Your programme is not about calorie-counting, but this example will give you a sense of how effective even a little exercise can be:
walking one mile in fifteen minutes burns around 45 – 70 calories; gardening for ten minutes, around 40 – 65 calories; ten minutes walking up stairs around 175 – 230 calories.
Here’s how to incorporate activity into your day the easy way…
Taking a first step towards building exercise into our day can be as easy as doing more of, or doing a little more energetically, what we are already doing. Walk the dog a little more briskly, walk an extra bus stop, walk or run up stairs instead of taking the lift or escalator, dig a little harder in the vegetable patch, ditch the car whenever you can cycle or walk the trip instead, have a swim, play with the kids in the park or backyard, rediscover your inner child and rough-and-tumble with the little ones, and dust and polish with gusto! Use whatever fits most easily into your regular routine.
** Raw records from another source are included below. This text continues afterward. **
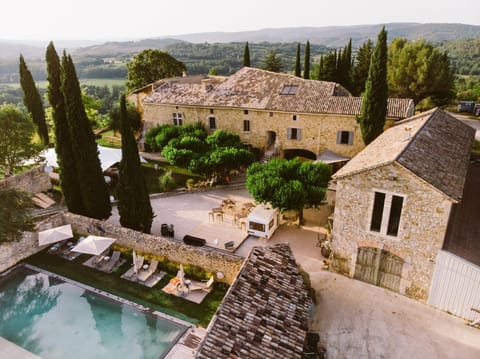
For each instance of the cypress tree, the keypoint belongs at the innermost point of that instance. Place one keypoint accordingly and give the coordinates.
(133, 200)
(95, 195)
(306, 65)
(345, 67)
(360, 70)
(298, 70)
(246, 56)
(374, 103)
(321, 69)
(329, 70)
(33, 100)
(69, 177)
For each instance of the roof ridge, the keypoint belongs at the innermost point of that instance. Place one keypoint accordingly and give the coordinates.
(412, 139)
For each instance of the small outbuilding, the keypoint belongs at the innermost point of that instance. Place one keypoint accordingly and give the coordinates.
(262, 221)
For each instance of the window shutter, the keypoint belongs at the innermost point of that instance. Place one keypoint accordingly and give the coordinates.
(350, 138)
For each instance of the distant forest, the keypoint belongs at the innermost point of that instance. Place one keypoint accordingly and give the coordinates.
(225, 58)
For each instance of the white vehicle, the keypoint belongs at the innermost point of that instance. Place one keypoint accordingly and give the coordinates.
(262, 221)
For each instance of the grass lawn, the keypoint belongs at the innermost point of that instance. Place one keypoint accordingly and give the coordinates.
(154, 298)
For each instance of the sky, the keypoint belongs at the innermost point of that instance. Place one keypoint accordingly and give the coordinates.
(140, 19)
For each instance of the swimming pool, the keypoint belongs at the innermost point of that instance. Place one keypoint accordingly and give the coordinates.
(54, 319)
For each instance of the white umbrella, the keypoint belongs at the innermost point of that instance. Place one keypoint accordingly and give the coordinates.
(134, 255)
(54, 235)
(93, 245)
(181, 275)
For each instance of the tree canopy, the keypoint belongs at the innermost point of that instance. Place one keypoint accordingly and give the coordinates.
(191, 147)
(151, 65)
(288, 184)
(14, 214)
(419, 71)
(374, 103)
(133, 200)
(16, 135)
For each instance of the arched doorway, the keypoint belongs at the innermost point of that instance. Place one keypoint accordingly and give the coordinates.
(271, 138)
(379, 267)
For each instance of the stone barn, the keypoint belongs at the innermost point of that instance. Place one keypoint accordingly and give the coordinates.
(393, 202)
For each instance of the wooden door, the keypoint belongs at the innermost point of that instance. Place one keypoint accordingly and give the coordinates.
(379, 267)
(366, 268)
(390, 271)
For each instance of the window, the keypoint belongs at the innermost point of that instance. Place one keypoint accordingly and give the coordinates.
(289, 90)
(378, 204)
(294, 133)
(212, 123)
(386, 213)
(177, 119)
(395, 213)
(345, 137)
(257, 226)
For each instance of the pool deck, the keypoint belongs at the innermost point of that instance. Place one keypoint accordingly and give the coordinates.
(12, 351)
(188, 345)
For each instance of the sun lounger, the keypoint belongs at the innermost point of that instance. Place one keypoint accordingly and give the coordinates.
(144, 275)
(97, 260)
(202, 286)
(108, 267)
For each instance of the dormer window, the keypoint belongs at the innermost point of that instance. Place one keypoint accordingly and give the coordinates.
(289, 90)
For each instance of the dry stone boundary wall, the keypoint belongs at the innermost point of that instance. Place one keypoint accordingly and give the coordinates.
(208, 258)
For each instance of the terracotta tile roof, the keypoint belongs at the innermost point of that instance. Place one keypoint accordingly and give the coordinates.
(433, 145)
(252, 88)
(265, 313)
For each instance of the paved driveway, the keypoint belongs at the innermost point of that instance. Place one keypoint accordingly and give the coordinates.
(354, 319)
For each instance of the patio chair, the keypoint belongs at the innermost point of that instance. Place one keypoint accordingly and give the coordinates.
(203, 286)
(144, 275)
(108, 267)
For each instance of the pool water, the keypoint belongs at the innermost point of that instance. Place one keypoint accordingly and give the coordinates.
(54, 319)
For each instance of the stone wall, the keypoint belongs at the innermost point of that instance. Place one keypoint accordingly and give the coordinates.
(12, 253)
(208, 258)
(318, 131)
(423, 224)
(34, 180)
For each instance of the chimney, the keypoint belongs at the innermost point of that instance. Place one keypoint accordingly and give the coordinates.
(206, 85)
(407, 133)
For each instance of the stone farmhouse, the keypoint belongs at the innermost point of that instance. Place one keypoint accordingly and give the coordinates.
(278, 113)
(394, 200)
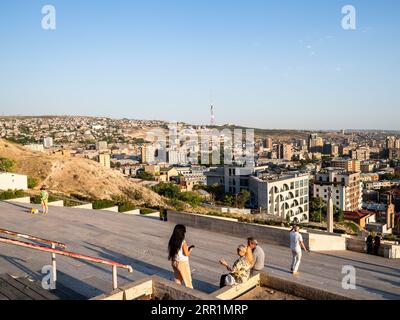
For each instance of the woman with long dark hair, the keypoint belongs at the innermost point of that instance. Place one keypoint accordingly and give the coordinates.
(178, 254)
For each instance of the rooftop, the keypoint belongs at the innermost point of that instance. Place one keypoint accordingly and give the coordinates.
(141, 242)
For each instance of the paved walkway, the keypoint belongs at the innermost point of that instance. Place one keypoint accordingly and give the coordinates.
(141, 242)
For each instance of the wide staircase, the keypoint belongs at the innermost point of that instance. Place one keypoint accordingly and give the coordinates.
(24, 288)
(12, 288)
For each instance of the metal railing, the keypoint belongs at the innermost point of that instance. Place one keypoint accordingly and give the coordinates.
(33, 238)
(54, 251)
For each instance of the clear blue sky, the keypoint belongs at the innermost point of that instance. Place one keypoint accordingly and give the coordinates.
(269, 64)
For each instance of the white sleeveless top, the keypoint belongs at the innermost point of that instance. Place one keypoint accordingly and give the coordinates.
(180, 257)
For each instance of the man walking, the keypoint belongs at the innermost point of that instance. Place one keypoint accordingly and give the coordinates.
(258, 255)
(296, 243)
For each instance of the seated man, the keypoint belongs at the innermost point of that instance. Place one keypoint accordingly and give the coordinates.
(240, 271)
(258, 255)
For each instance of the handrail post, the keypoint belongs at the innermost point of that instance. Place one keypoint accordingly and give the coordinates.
(115, 278)
(54, 264)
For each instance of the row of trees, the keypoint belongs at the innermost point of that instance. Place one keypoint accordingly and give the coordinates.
(318, 211)
(173, 192)
(219, 195)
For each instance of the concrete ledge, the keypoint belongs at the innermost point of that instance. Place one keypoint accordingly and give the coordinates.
(233, 292)
(88, 206)
(326, 242)
(387, 250)
(111, 209)
(169, 290)
(20, 200)
(132, 212)
(138, 289)
(298, 289)
(59, 203)
(155, 287)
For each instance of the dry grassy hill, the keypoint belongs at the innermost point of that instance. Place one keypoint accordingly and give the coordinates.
(71, 175)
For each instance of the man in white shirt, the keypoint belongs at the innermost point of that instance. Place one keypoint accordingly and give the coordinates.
(296, 243)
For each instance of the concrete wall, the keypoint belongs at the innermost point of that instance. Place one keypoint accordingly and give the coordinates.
(133, 212)
(387, 250)
(112, 209)
(20, 200)
(57, 203)
(84, 206)
(235, 210)
(13, 181)
(268, 234)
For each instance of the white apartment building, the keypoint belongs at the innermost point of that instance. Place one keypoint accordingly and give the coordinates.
(48, 142)
(105, 160)
(285, 196)
(35, 147)
(346, 188)
(102, 146)
(177, 157)
(13, 181)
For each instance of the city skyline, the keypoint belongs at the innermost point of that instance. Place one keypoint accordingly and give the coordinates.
(284, 66)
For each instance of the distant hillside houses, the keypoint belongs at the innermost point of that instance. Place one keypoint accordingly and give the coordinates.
(13, 181)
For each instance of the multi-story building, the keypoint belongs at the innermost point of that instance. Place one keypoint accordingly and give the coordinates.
(284, 196)
(48, 142)
(285, 151)
(268, 144)
(148, 154)
(361, 154)
(350, 165)
(105, 160)
(315, 143)
(13, 181)
(177, 157)
(101, 146)
(392, 143)
(394, 154)
(345, 186)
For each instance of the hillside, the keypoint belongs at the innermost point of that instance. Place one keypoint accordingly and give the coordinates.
(71, 175)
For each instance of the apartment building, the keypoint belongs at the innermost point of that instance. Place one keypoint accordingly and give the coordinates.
(346, 188)
(285, 151)
(105, 160)
(350, 165)
(13, 181)
(284, 196)
(148, 154)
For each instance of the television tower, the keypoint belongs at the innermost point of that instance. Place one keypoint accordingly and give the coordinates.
(212, 118)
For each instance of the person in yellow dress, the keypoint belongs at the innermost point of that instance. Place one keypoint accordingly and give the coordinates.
(44, 199)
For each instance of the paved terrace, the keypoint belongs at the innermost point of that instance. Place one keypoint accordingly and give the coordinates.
(142, 241)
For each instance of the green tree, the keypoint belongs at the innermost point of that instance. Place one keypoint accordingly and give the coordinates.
(145, 176)
(242, 198)
(339, 215)
(6, 164)
(32, 182)
(317, 207)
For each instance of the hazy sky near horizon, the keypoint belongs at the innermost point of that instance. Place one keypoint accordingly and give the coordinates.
(269, 64)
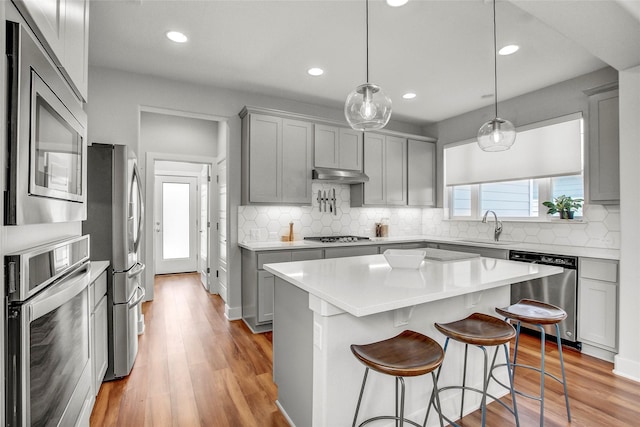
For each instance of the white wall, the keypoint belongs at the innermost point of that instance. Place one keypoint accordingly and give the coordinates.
(627, 362)
(117, 97)
(166, 133)
(554, 101)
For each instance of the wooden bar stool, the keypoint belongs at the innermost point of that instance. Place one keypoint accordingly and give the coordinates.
(538, 314)
(480, 330)
(408, 354)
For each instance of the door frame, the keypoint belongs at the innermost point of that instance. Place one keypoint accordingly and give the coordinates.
(149, 247)
(194, 234)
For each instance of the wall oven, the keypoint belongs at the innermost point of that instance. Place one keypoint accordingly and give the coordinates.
(46, 179)
(48, 368)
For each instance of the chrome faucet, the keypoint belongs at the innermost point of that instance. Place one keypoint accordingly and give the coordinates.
(498, 225)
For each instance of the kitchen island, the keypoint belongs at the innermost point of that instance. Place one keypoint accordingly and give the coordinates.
(324, 306)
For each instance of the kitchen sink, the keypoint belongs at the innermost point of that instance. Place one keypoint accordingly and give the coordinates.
(485, 242)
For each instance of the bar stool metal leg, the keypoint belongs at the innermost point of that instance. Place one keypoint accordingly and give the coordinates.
(364, 382)
(464, 378)
(564, 377)
(409, 354)
(541, 369)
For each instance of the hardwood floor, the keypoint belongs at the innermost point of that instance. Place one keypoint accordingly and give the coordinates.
(195, 368)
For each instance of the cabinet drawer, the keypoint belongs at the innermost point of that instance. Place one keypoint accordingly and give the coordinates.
(599, 269)
(273, 257)
(306, 255)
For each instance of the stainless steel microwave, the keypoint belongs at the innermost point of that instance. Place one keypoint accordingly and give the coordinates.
(47, 145)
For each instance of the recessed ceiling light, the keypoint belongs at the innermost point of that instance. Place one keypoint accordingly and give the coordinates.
(508, 49)
(397, 3)
(315, 71)
(177, 36)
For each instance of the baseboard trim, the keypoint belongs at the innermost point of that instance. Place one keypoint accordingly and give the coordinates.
(232, 313)
(286, 416)
(629, 369)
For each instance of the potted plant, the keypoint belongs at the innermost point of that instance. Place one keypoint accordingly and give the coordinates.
(564, 205)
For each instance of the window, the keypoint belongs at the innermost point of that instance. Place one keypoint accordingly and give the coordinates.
(545, 162)
(520, 199)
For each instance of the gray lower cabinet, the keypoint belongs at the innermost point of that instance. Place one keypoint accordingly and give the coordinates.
(604, 148)
(598, 304)
(421, 170)
(99, 339)
(258, 284)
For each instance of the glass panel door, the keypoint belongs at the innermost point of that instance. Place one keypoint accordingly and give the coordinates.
(176, 224)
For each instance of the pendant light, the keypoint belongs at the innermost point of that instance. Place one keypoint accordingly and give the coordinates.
(497, 134)
(367, 107)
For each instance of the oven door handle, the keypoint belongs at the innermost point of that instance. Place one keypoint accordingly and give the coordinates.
(137, 300)
(136, 270)
(57, 295)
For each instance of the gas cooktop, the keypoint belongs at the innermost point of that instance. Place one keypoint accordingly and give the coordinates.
(336, 239)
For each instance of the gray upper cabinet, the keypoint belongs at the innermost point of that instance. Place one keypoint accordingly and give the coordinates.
(62, 26)
(374, 152)
(421, 173)
(385, 162)
(395, 170)
(297, 146)
(350, 149)
(604, 150)
(277, 156)
(338, 148)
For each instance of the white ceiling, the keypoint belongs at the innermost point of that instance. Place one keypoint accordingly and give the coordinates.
(441, 50)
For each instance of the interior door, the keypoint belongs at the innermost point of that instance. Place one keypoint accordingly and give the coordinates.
(222, 228)
(176, 224)
(205, 223)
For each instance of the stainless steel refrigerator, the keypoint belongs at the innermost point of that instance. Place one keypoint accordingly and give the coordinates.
(115, 214)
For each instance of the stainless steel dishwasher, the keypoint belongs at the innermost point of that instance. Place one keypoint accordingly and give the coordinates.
(560, 290)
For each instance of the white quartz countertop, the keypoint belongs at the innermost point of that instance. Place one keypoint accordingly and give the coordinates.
(580, 251)
(367, 285)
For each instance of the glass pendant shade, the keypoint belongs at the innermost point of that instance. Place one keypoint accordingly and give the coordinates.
(496, 135)
(367, 108)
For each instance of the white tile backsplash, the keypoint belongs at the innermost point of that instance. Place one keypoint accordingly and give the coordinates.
(599, 228)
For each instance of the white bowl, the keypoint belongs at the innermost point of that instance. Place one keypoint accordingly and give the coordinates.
(404, 258)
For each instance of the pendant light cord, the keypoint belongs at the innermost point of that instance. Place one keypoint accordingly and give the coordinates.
(367, 36)
(495, 61)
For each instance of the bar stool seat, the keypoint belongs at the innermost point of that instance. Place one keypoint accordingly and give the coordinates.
(532, 311)
(480, 330)
(408, 354)
(538, 314)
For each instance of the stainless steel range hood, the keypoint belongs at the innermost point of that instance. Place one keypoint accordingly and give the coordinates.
(339, 176)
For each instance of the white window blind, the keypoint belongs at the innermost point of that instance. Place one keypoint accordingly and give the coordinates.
(545, 149)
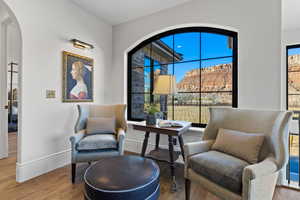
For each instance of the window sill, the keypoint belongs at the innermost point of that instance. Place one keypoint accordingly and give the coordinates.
(194, 129)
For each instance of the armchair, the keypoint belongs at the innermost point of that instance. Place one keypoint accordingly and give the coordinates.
(85, 111)
(253, 181)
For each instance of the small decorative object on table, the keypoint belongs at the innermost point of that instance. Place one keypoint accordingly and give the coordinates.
(152, 113)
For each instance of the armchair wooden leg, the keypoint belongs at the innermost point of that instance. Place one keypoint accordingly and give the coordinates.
(187, 189)
(73, 172)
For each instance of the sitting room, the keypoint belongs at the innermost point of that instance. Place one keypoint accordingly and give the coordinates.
(149, 100)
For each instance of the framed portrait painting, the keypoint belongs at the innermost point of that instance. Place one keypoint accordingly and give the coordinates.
(78, 73)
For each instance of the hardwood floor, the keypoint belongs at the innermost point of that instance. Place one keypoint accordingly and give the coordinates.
(57, 185)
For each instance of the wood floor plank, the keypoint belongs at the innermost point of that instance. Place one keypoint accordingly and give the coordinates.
(56, 185)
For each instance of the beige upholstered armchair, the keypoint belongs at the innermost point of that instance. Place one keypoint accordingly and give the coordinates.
(231, 178)
(88, 147)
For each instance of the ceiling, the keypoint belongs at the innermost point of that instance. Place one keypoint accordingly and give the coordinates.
(118, 11)
(291, 14)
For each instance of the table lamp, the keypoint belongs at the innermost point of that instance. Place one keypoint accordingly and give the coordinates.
(165, 85)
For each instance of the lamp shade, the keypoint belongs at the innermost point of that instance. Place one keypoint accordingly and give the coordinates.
(165, 85)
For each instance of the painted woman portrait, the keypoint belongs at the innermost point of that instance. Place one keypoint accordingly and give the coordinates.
(78, 76)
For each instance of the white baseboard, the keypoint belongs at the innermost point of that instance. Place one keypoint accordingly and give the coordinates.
(37, 167)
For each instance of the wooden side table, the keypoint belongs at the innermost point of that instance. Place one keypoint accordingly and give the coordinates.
(161, 154)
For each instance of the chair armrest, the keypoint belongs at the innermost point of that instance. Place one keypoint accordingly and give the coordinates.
(197, 147)
(74, 139)
(264, 168)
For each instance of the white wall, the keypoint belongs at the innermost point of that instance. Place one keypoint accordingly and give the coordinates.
(47, 124)
(259, 35)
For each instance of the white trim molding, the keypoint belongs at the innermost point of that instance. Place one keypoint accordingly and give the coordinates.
(37, 167)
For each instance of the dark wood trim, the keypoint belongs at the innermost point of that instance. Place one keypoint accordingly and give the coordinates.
(234, 56)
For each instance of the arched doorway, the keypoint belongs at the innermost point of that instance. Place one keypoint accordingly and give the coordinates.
(10, 81)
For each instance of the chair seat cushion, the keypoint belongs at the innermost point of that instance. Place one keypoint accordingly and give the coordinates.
(222, 169)
(97, 141)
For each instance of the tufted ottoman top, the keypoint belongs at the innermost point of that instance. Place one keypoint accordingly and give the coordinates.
(122, 177)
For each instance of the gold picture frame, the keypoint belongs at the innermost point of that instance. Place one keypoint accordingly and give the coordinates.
(78, 78)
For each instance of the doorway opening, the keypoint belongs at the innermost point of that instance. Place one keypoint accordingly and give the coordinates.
(10, 62)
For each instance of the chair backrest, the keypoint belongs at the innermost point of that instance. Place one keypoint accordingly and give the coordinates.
(273, 124)
(86, 111)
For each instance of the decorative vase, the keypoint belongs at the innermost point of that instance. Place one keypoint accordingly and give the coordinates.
(151, 119)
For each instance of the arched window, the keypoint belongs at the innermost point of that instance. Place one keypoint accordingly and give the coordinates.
(204, 63)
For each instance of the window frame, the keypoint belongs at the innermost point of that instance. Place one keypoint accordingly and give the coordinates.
(288, 47)
(234, 57)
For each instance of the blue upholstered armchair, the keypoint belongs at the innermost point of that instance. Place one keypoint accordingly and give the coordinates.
(92, 147)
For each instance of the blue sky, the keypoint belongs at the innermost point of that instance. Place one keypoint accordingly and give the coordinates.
(188, 44)
(293, 51)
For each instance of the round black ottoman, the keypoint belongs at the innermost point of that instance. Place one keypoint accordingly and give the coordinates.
(122, 178)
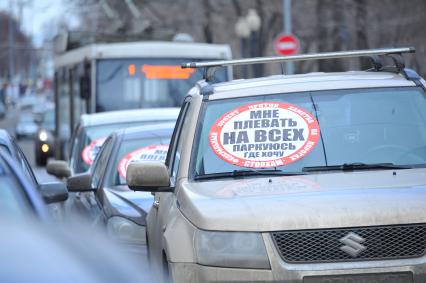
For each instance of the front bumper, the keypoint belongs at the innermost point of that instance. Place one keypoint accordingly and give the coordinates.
(298, 273)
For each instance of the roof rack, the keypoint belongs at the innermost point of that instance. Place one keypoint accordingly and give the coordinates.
(373, 54)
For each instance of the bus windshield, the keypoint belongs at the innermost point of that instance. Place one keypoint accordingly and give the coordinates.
(145, 83)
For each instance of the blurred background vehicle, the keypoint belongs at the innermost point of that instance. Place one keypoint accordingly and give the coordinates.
(125, 75)
(53, 193)
(18, 195)
(93, 129)
(42, 253)
(120, 210)
(26, 126)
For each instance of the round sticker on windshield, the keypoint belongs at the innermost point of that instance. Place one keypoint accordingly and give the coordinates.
(90, 151)
(147, 153)
(264, 135)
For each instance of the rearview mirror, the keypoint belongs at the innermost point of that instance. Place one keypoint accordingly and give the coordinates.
(58, 168)
(148, 176)
(80, 183)
(53, 192)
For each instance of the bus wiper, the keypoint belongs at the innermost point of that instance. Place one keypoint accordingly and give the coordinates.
(355, 166)
(247, 172)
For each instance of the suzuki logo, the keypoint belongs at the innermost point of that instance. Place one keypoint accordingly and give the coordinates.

Building it in to build up the benefits
This is where you need to look at how your day is structured and the various calls there are already on your precious time. Regular and moderate exercise is the aim, building up long-term to ideally sixty minutes on most days – it does not have to be every day.
Who has an hour to spare, you cry. No one. That’s why capitalising on those areas already fixed in your daily routine is the way to tackle it – you don’t need a spare hour.
Break down the sixty minutes into three twenty-minute slots (or however it works best for you) and most days you’ll be able to do it. For example, the extra bus stop might be ten minutes at each end of the day, the dog-walk is surely 20 minutes and between stairs, children, washing the car, whatever you do there’s the other 20. You get the idea…
Raise the rate and lift your heart
Moderate aerobic exercise means just enough to raise your heart rate and breathing rate. It puts no strain on joints, and incorporating an hour’s aerobic activity into the day is a great way to burn body fat.
Aerobic exercise can also make us feel good about ourselves; calmer, more relaxed, mentally more alert – literally energised. Physically it improves muscle tone and flexibility, it helps enormously towards getting a good night’s sleep, and burning fat – instead of high-energy sugar – controls our appetite so you’re a lot less likely to overeat.
As for the long list of preventable diseases associated with being overweight, exercise lowers the risk factors right from the start and exponentially: from cardiovascular disease and cancers to type 2 diabetes. It may even reduce the risk of dementia.